Six months after taking over as BMW of North America's top marketing executive, Dan Creed is searching for a new ad agency.
And TV will get the lion's share of an account estimated by Advertising Age at $160 million.
Creed, 44, moved into the position on Oct. 1, less than two months after the accidental death of his predecessor, Jack Pitney. His first decision -- a week into the job -- was to advertise in the Super Bowl for the first time in 10 years.
In late October, BMW's lead agency, Omnicom Group's GSD&M Idea City, announced unexpectedly that it would end its five-year relationship with BMW on Jan. 1. GSD&M developed the "Joy of Driving" campaign, showing happy BMW owners and their cars.

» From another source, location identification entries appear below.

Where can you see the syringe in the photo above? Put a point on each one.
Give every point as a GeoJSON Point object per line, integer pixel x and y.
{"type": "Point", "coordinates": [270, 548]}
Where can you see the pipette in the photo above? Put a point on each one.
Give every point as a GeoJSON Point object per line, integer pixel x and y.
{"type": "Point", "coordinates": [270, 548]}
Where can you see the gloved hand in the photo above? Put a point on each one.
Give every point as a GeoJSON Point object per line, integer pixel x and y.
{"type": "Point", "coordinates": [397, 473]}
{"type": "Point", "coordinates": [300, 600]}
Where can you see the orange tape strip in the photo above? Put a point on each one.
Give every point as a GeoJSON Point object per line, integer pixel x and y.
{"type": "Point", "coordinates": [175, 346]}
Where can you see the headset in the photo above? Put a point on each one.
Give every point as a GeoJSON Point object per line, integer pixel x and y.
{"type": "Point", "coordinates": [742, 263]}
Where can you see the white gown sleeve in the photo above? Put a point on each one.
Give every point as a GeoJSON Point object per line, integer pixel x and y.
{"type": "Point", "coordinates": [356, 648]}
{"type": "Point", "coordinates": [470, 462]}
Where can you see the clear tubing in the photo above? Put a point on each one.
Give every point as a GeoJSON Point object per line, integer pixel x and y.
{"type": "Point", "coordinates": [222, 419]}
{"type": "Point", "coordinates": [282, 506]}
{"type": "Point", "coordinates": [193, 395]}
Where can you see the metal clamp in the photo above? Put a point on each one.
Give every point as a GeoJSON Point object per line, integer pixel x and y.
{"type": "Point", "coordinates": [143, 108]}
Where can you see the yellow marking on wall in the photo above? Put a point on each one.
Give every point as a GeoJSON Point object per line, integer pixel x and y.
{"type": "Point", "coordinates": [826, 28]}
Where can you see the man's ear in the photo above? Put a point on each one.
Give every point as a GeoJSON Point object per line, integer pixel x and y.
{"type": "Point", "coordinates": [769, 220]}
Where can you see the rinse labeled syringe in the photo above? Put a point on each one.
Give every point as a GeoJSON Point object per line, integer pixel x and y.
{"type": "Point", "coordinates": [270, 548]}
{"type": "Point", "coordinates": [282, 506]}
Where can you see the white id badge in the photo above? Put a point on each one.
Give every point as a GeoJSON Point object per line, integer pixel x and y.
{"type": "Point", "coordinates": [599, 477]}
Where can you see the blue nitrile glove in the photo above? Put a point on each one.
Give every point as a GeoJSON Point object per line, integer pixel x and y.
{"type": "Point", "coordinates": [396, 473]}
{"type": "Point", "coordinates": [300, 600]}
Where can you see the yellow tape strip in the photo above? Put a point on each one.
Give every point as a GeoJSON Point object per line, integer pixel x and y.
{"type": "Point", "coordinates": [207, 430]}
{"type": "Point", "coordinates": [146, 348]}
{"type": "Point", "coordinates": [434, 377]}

The campaign was controversial. Internet critics blasted BMW for abandoning its "Ultimate Driving Machine" tag line. BMW says it has not abandoned the slogan.
Last month Creed formally launched the search for a new agency to handle national brand, regional and dealer advertising, and multicultural marketing. The work currently is parceled out to various agencies.

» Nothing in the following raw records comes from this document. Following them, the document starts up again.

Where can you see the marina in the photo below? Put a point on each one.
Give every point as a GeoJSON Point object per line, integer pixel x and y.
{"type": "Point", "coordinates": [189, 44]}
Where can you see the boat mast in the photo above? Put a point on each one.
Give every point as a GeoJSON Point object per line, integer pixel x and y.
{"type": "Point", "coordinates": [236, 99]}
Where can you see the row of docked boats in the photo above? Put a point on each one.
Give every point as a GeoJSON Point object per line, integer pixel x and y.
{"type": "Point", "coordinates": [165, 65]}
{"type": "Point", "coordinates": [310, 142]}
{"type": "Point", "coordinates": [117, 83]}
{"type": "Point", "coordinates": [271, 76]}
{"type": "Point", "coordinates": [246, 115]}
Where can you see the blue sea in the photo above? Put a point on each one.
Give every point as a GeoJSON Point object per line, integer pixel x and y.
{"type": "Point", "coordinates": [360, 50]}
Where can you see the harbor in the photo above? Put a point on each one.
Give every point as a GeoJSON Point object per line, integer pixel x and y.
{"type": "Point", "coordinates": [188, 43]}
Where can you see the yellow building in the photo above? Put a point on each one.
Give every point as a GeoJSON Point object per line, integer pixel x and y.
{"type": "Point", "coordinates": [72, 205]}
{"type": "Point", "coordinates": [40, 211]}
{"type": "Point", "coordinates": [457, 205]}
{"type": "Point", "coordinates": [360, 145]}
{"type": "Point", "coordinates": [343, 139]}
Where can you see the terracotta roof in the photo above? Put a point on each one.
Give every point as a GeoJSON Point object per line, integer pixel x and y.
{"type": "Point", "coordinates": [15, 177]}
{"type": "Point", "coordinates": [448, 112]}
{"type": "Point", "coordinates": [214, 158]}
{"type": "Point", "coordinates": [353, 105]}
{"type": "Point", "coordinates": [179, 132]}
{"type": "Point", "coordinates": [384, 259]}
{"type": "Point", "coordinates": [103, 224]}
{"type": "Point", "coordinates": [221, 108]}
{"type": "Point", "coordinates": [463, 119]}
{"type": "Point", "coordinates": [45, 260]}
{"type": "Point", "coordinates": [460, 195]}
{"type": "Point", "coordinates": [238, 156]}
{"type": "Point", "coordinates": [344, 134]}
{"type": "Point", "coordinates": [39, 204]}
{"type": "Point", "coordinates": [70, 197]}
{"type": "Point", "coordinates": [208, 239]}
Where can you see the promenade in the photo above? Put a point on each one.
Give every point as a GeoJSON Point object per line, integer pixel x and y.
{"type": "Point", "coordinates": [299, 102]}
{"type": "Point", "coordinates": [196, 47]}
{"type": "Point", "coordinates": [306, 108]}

Creed says BMW will spend more on advertising this year than in 2010 but will not return to prerecession levels. He would not give the size of the marketing budget.
He says new advertising will focus on TV and social media, promoting new and redesigned vehicles such as the X3 crossover. Later in the year, BMW will launch campaigns citing innovations and technologies said to set it apart from the competition.
Creed says BMW marketing will be influenced by a motto he used in BMW's aftersales: "Simpler, faster and better."
The two 30-second Super Bowl commercials showed BMW's new approach. One spot emphasized that the redesigned X3 crossover is built in Spartanburg, S.C., for the world and was designed in the United States.
The other commercial contrasted older, soot-spewing diesel vehicles, including a Mercedes-Benz and a Volvo, with BMW's modern 3-series diesel.
Creed, who was born in Canada, grew up in the business. His father was a Chevrolet dealer in Buffalo, N.Y. As a student at the University of Ottawa, he earned spending money buying cars at auction and flipping them to fellow students. After college he sold cars at a Saab, Saturn and Isuzu dealership in Toronto and eventually became general manager.
He joined BMW Canada in 1996 and became marketing manager at age 30. Creed came to the United States in 2003 to run certified used-vehicle sales and later various sales regions and then aftermarket sales.
Under Creed, most of BMW's marketing money is still being spent on TV -- especially live events that viewers aren't likely to record and then skip over the commercials. Along with the Super Bowl, BMW ran commercials during last month's Academy Awards broadcast and plans to advertise heavily during major golf tournaments and Sunday night football this year.
Dealers say Creed told them at the National Automobile Dealers Association convention in February that national TV will eat up 68 percent of the budget and local TV another 8 percent. About 15 percent is being spent on digital marketing, including the Internet and mobile device ads, and 2 percent in movies. The remaining 7 percent goes to print.
Says Creed: "If you want to
get to a large audience with a clear message, TV right now is as good as it gets."